When I first decided to port Daedalus over to the PSP I really didn't know the answer to this. I knew there were some substantial challenges - I'd ported Daedalus to the Xbox a couple of years earlier and quickly discovered that even with 64MB you really didn't have much room to manoeuvre. With the PSP you have even tighter memory constraints (24MB user memory + 2MB vram), a slower processor and gpu.

I think I've pretty much cracked the memory problem. When I added in the rom streaming code I reduced the memory usage for an 8MB rom image down to around 2MB. Larger roms only use fractionally more ram (i.e. a few 100KB or so), so I've managed to free up around another 6MB to use for textures, audio and most importantly the dynarec engine.

The next big challenge is speed. Currently Daedalus is unusably slow - typically 4-5fps max (although there are some roms that freakishly seem to run faster). Dynarec is going to bring about the biggest gains here, but it's too early for me to tell how much of an improvement it's going to bring on the PSP in the long run.

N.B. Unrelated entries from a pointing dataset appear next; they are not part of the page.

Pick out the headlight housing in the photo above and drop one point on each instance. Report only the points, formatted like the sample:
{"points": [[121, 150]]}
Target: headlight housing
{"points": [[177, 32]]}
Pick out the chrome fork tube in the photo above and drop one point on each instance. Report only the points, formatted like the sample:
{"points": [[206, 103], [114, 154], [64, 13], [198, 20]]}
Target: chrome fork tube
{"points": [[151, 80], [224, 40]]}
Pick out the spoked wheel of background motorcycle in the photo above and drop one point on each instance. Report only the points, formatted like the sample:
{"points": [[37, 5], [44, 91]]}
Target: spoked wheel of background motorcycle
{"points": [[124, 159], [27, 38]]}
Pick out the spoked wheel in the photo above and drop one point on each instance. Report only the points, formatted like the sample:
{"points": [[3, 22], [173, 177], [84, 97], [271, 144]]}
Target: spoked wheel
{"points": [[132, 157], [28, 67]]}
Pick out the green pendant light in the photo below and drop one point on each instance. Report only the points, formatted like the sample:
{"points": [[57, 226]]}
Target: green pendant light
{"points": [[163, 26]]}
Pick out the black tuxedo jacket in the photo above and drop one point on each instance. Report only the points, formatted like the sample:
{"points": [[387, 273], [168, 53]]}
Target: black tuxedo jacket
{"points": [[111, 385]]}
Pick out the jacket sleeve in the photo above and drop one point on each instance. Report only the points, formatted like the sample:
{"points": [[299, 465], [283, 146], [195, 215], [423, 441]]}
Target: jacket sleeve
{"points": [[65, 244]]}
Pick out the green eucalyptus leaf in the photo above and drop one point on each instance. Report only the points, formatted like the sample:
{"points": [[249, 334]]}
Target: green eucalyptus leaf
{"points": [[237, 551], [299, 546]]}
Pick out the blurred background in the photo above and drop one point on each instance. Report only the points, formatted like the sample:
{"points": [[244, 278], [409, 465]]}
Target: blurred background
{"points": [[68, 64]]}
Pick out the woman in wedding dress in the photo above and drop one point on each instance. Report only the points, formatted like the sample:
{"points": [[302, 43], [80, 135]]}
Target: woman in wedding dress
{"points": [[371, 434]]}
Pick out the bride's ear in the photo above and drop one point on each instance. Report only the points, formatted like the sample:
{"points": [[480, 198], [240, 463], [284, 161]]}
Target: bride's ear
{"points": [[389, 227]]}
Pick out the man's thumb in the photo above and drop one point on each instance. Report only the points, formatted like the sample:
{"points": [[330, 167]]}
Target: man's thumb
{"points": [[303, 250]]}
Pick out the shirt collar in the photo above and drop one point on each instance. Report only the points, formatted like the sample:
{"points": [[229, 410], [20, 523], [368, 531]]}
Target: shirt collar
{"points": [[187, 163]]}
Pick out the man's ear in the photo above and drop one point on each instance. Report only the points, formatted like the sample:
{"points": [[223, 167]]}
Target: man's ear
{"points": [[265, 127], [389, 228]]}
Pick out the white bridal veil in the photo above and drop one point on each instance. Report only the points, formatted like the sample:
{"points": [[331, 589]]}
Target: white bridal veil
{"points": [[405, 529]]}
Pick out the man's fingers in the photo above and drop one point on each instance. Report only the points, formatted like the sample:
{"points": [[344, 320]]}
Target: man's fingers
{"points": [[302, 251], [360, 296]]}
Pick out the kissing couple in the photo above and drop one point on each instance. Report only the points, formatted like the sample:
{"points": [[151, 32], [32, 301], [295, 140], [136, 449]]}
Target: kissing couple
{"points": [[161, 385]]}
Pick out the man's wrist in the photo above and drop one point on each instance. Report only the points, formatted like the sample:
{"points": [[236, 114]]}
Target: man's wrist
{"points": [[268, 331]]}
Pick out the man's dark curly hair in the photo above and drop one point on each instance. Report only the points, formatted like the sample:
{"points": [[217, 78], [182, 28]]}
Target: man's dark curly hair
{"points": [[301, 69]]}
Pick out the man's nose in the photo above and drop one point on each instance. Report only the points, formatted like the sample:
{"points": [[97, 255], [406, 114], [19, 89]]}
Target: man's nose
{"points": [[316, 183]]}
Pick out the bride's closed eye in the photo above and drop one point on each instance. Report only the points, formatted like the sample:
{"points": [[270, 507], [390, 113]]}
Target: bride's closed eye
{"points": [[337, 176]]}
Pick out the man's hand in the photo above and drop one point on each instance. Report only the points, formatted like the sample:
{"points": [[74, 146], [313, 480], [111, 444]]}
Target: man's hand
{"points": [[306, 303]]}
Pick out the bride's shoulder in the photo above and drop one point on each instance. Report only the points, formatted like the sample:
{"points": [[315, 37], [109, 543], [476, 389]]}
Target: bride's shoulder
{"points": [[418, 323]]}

This is probably a good point to give a bit of a progress update on the new dynamic recompiler. I'm at the state where I'm successfully capturing 'hot-traces' from the rom as it runs. In order to work the bugs out of the system, I'm then simulating the execution of these traces to see whether everything is working as expected. It also lets me collect a few stats like how many instructions will end up being executed through the native fragment cache rather than being interpreted, and roughly how much memory is going to be consumed.

The results are looking very encouraging. Firstly, even though I'm not actually executing any native code yet, the emulator runs almost as quickly with the 'simulated' dynarec enabled as it does running entirely through the interpreter. Although this sounds a bit of a backwards step, it's actually quite significant because it means the dynarec engine itself isn't any substantial load to the CPU. I'm hoping this means that when I am actually executing native code, the dynarec engine will only be using a fractional part of the CPU.

The other significant result is that you don't actually need to recompile much code to get a sizable portion of the rom executing natively. In my tests with Mario, typically around 90% of the instructions executed are going through the fragment cache rather than the interpreter. Importantly this is with only around 64,000 instructions in 700-1000 fragments. I think this will mean I'll be able to get away with a 1-2MB code buffer on the PSP.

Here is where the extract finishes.